# SSE confusion !

## Recommended Posts

I'm a newbie in SIMD programming, so for my first act I implemneted a dot product in SSE but the problem is that the SSE code is always slower that normal code here is the source :
#define __SIMD_ASM
//#define __NO_SIMD

#define SIMD_SHUFFLE( srch, src1, desth, dest1 ) ( ((srch)<<6) | ((src1)<<4) | ((desth)<<2) | ((dest1)) )
__declspec(align(16)) float g_vr[4];

class vect
{
public:
union	{
__declspec(align(16)) float v[3];

struct	{
float x;
float y;
float z;
};
};

public:
vect() : x(0.0f), y(0.0f), z(0.0f) {}
vect( float nx, float ny, float nz ) : x(nx), y(ny), z(nz) {}

#ifdef __NO_SIMD
float operator*( const vect& v ) const
{
return (x*v.x + y*v.y + z*v.z);
}

#endif

#ifdef __SIMD_ASM
inline float operator*( const vect& v ) const
{
_asm	{
mov esi, this
mov edi, v
movaps xmm0, [esi]
mulps xmm0, [edi]
// xmm0 = x*v.x, y*v.y, z*v.z

movaps xmm1, xmm0
shufps xmm1, xmm0, SIMD_SHUFFLE(0x01, 0x00, 0x03, 0x02)
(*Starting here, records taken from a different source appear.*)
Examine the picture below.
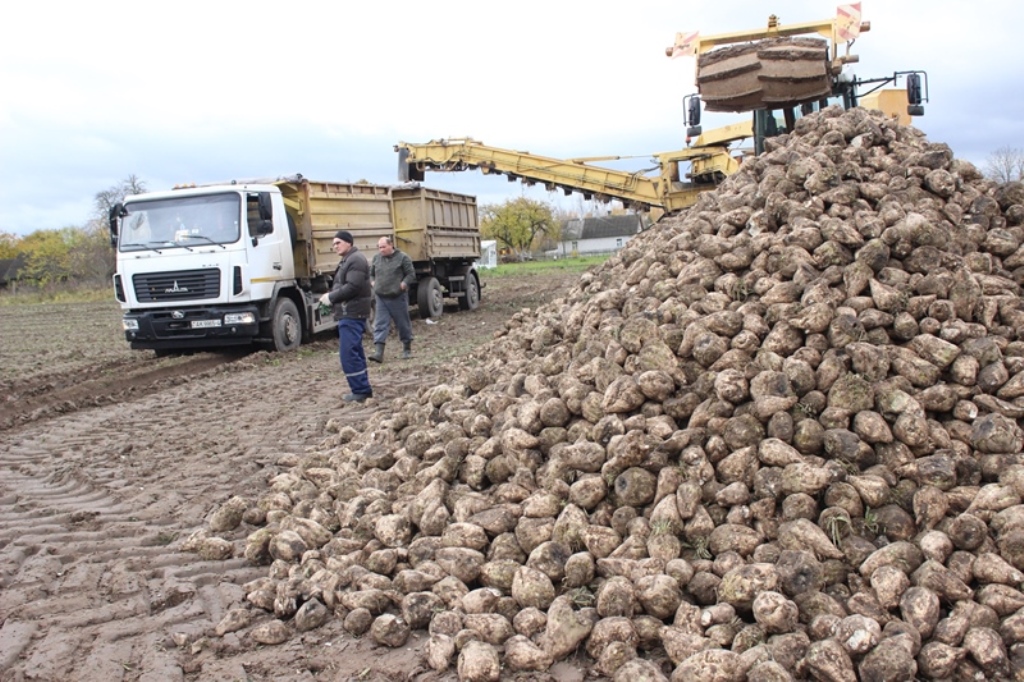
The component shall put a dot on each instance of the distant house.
(587, 237)
(9, 270)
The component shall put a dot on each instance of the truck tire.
(472, 298)
(286, 326)
(430, 298)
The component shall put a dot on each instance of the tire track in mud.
(93, 385)
(95, 504)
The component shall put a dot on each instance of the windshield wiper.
(204, 237)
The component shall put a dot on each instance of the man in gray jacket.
(391, 273)
(349, 300)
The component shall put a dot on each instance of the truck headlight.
(240, 318)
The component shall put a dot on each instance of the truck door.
(270, 253)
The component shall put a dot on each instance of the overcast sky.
(91, 92)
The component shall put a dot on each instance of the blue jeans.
(392, 308)
(353, 359)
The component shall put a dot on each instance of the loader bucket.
(766, 74)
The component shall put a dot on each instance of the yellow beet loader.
(780, 69)
(786, 69)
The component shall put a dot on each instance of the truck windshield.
(184, 222)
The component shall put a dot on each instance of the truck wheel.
(286, 326)
(472, 298)
(430, 298)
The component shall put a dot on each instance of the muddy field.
(111, 458)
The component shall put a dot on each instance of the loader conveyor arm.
(635, 189)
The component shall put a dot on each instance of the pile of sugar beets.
(777, 437)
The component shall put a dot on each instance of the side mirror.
(265, 208)
(913, 94)
(114, 219)
(691, 107)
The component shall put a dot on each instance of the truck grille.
(180, 286)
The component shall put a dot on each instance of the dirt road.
(111, 458)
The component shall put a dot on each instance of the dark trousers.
(353, 359)
(392, 308)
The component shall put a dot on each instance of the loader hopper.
(767, 74)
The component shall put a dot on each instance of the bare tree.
(108, 198)
(1005, 165)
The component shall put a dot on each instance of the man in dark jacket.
(391, 273)
(349, 301)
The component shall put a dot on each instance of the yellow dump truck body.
(426, 224)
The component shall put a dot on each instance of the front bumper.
(190, 328)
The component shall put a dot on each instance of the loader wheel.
(768, 74)
(286, 326)
(430, 298)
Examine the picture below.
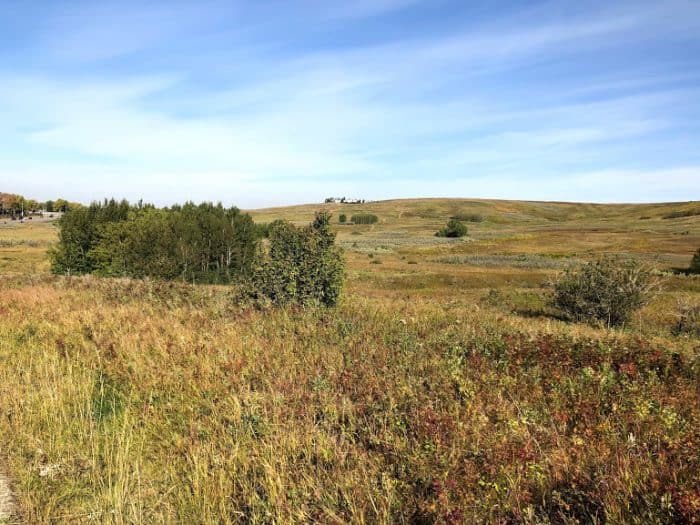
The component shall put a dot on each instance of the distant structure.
(343, 200)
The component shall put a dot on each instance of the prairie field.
(443, 388)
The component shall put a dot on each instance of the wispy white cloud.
(466, 108)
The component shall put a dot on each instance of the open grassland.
(442, 389)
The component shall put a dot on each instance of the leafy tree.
(364, 218)
(454, 228)
(608, 290)
(695, 263)
(301, 264)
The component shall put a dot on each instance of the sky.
(262, 102)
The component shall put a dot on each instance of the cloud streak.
(222, 102)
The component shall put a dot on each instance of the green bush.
(364, 218)
(468, 217)
(300, 265)
(695, 263)
(454, 228)
(606, 291)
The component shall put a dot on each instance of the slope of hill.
(442, 389)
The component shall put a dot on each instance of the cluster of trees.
(606, 290)
(695, 263)
(202, 243)
(14, 205)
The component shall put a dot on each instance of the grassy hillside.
(442, 389)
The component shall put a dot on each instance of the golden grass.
(434, 393)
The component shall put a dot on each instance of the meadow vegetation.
(432, 392)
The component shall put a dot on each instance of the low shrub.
(607, 291)
(682, 213)
(454, 228)
(695, 263)
(364, 218)
(688, 319)
(468, 217)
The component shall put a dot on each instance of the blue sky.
(261, 103)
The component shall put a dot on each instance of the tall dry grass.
(133, 402)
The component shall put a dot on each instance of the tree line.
(202, 243)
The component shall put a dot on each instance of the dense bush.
(454, 228)
(695, 263)
(468, 217)
(682, 213)
(364, 218)
(608, 290)
(203, 243)
(300, 264)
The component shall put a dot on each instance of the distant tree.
(608, 290)
(61, 205)
(454, 228)
(364, 218)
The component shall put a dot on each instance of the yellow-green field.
(442, 389)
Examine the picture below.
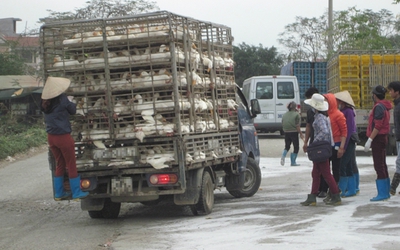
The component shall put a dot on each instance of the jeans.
(378, 147)
(346, 162)
(398, 157)
(322, 168)
(63, 149)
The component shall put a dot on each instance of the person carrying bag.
(322, 135)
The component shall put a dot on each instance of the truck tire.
(206, 199)
(252, 180)
(110, 210)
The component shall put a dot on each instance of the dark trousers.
(346, 162)
(63, 149)
(378, 147)
(292, 137)
(322, 169)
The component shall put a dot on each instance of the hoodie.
(379, 118)
(338, 121)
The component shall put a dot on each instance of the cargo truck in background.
(355, 71)
(159, 115)
(273, 93)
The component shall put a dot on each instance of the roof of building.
(19, 81)
(24, 41)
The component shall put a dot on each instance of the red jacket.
(338, 121)
(379, 118)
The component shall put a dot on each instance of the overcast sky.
(252, 21)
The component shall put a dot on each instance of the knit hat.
(54, 87)
(345, 96)
(379, 91)
(318, 102)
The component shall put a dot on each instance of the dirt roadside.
(22, 156)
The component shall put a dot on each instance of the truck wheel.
(110, 210)
(206, 199)
(252, 180)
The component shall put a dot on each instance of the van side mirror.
(255, 107)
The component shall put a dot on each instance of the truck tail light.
(163, 179)
(85, 183)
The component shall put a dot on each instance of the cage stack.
(302, 70)
(146, 84)
(320, 77)
(344, 74)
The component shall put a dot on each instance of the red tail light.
(163, 179)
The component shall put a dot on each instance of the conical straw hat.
(345, 96)
(55, 86)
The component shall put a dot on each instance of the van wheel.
(252, 180)
(206, 199)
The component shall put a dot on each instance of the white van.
(273, 94)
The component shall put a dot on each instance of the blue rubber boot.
(75, 184)
(293, 158)
(283, 157)
(59, 192)
(357, 182)
(351, 186)
(343, 185)
(388, 187)
(383, 191)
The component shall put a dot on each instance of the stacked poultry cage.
(152, 89)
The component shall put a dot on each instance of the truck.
(159, 115)
(357, 71)
(273, 93)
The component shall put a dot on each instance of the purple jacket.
(350, 116)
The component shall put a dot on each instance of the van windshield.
(285, 90)
(264, 90)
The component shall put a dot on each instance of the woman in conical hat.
(349, 177)
(57, 109)
(322, 132)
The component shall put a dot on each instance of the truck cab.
(273, 93)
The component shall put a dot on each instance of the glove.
(367, 145)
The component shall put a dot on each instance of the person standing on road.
(347, 181)
(377, 133)
(339, 132)
(291, 127)
(322, 132)
(309, 138)
(57, 109)
(394, 91)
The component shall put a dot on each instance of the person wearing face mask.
(309, 138)
(394, 91)
(377, 132)
(347, 181)
(339, 131)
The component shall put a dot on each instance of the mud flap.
(234, 181)
(193, 186)
(88, 204)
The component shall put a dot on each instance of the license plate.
(121, 186)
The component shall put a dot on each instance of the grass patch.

shufps xmm0, xmm1, SIMD_SHUFFLE(0x02, 0x03, 0x00, 0x01)

movaps g_vr, xmm0
}

return g_vr[0];
}
#endif
};

the code compiled with __NO_SIMD is always faster than __SIMD_ASM , with 1 million - randomly created vector - dot products ! is there any problem with the code ? am I missing something here ? (the compiler is VC7.1) thanks

##### Share on other sites
Much dependps on how do you calculate perfomance.
For example look here:
http://www.gamedev.net/community/forums/topic.asp?topic_id=380420

Also when you write __declspec(align(16)) v[3] your vec3 will occupy 16 bytes of code like vec4.So if memory is of no concern to you in this case it would be better to implement only vec4.And if you want it to be 12 bytes you shouldnt use movaps to load data fron vec3.xyz to xmm registers.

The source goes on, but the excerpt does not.